Many of those coping better with the shock are the actors with the clearest models. Analyses of ship movements suggest some operators are simulating alternative flows – via ship-to-ship hubs off the UAE, different loading patterns at Gulf export terminals, and revised onward schedules – while others rely on ad hoc diversions and last-minute changes. For the first group, disruption becomes a set of scenarios to explore. For the second, it remains a string of unpleasant surprises.

This is the emerging visibility divide: between actors who can simulate a sea lane, and those who can only react to it.

Ports already deploy digital twins that blend real-time ship movements, tidal and ocean data and historical patterns to improve voyage planning and port calls. Rotterdam and Singapore, for example, have trialled exchanging port-to-port timestamps along their green and digital corridor to optimise arrivals, cutting idle time, fuel burn and emissions. Terminal and network level twins model ship calls, crane deployment and yard flows, allowing operators to test changes and disruption scenarios in software before implementing them on the quay.

Extend that logic along a corridor, and you get a lane-level twin. Integrate AIS tracks, port calls, berth windows, inland capacity and customer commitments, and you can estimate the impact of diversions, skipped calls or port congestion, then adjust stowage, schedules and stocks accordingly. The effective ‘decision half-life’ of a closure can fall from weeks to days.

But only a handful of carriers, platforms and data vendors operate sophisticated models of key corridors. Smaller owners, regional terminals and many forwarders and cargo interests, particularly in emerging markets, often lack both the data access and the tools to see beyond their own movements.

Maritime informatics defines how information systems can increase the efficiency, safety, ecological sustainability, agility and resilience of world shipping, and stresses the need for higher transparency, predictability and visibility. Its concept of information-sharing communities, such as the Virtual Watch Tower initiative, is simple but radical: situational awareness arises when many actors along the chains share small pieces of data under agreed standards and governance, rather than each building an isolated solution, tower or dashboard.

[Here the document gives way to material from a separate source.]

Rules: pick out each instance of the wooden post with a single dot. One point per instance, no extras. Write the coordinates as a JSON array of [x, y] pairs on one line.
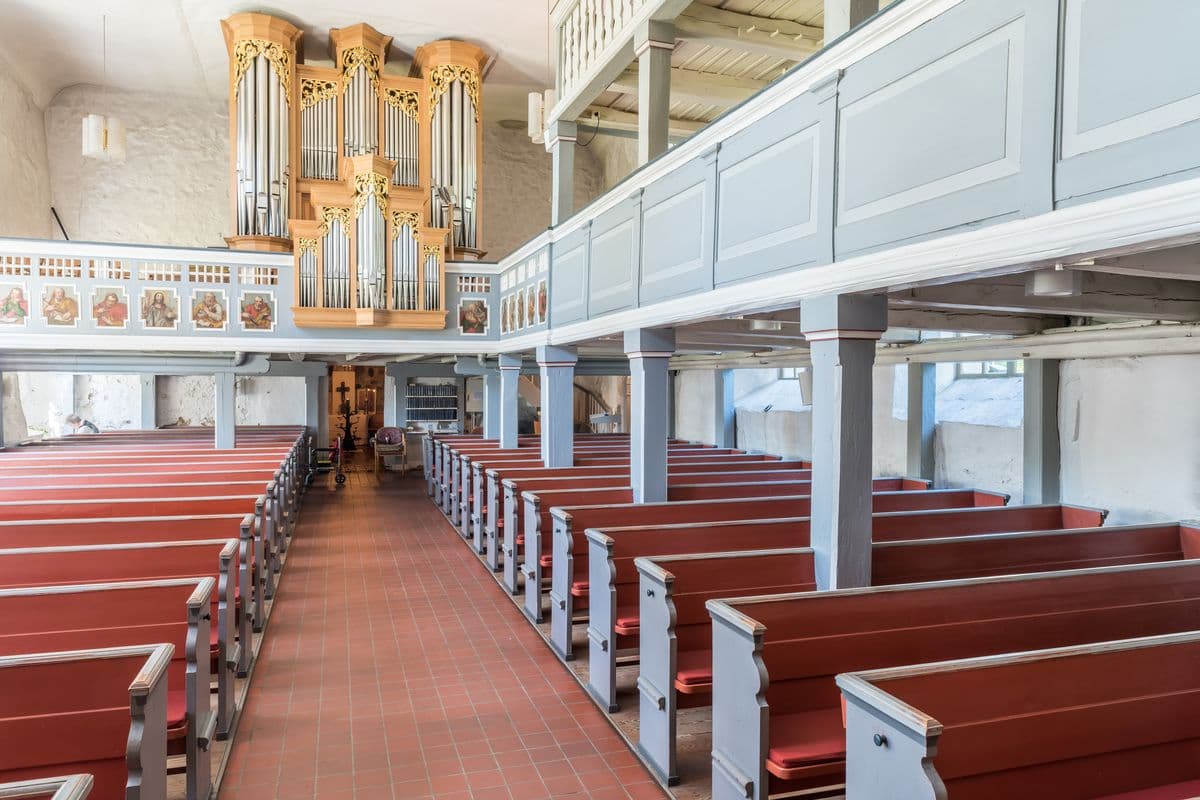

That is the design choice facing the sector. Sea lane twins can either evolve as proprietary black boxes, sold back to the rest of the chain as premium services, or as infrastructure: a shared sensing layer combining AIS-based nowcasting with basic operational data that others can build on. Competition would not disappear; there would still be room to differentiate on forecasting skill, optimisation algorithms, and customer-specific solutions. But in an era of precision strikes and weaponised chokepoints, the ability to see the system has become a precondition for resilience.